In the United States military, the Assistant Secretary of Defense for Manpower and Reserve Affairs (ASD (M&RA)), formerly Assistant Secretary of Defense for Reserve Affairs (ASD (RA)) serves as Principal Staff Assistant and advisor to the Secretary of Defense, Deputy Secretary of Defense and Under Secretary of Defense for Personnel and Readiness, with responsibility for "overall policies and procedures of [U.S.] Total Force manpower, personnel and reserve affairs," including the Army National Guard, Army Reserve, Navy Reserve, Marine Corps Reserve, Air National Guard, Air Force Reserve and Coast Guard Reserve. The ASD (M&RA) reports directly to the Under Secretary of Defense (P&R) and exercises authority,  direction, and control over the National Committee for Employer Support of the Guard and Reserve. On April 23, 2021, President Biden announced his intent to nominate Brenda Sue Fulton, an openly lesbian veteran and West Point alumna, to the position.

Responsibilities

According to a Statement of Intent signed by the ASD(M&RA), the purpose of the office is "to set the conditions for a sustainable, seamlessly integrated and complementary total force." To do so, the ASD(M&RA) seeks to "proactively deliver credible advice and information about the capabilities of the reserve components," and "develop the policies and resources necessary to fully exploit those capabilities." The language of these statements is precise and deliberate. As the Statement of Intent explains:

 The ASD(M&RA) "sets the conditions" because the individual armed services must integrate the forces themselves.
 “Seamlessly integrated” and “complementary” are characteristics of a reserve force that can augment and reinforce the active components in every facet of the National Security Strategy.  These characteristics imply an absence of friction and a mutually supporting force structure.
  A  “total force” is the combination of active and reserve components that service chiefs provide willingly, and that unified combatant commanders can utilize effectively.
 “Delivering credible advice and information” requires fidelity to fact and a humility that avoids boastfulness and over-promising.
 “Resources” include modern and well-positioned equipment and facilities, and the assets necessary for a force that is trained for both irregular and conventional warfare prior to mobilization and deployment.
  To "exploit" reserve capabilities means “to take full advantage” of them.  In business, it would mean a high return on investment.

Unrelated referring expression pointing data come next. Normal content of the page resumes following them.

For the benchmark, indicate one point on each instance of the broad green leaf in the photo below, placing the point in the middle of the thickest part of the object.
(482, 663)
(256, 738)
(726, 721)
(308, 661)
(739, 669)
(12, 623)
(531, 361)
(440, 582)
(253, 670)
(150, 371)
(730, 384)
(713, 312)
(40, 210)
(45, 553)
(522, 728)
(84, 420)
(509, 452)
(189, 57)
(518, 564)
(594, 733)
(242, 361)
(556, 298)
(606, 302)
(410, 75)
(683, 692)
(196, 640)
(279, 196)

The Statement of Intent also sets out a metric for this office's performance: "Our success will be measured by the degree to which we have advanced a culture of mutual appreciation and confidence in both the active and reserve components."

History

This position was mandated by the Department of Defense Authorization Act of 1984 (P.L. 98-94, passed 24 September 1983), and established by Defense Directive 5125.1, signed 12 January 1984. The reserve affairs functions were transferred in from the Assistant Secretary of Defense (Manpower, Reserve Affairs, and Logistics).

Section 902 of the Carl Levin and Howard P. "Buck" McKeon National Defense Authorization Act for Fiscal Year 2015 (P.L. 113-291, 19 December 2014) redesignated the position as the Assistant Secretary of Defense for Manpower and Reserve Affairs.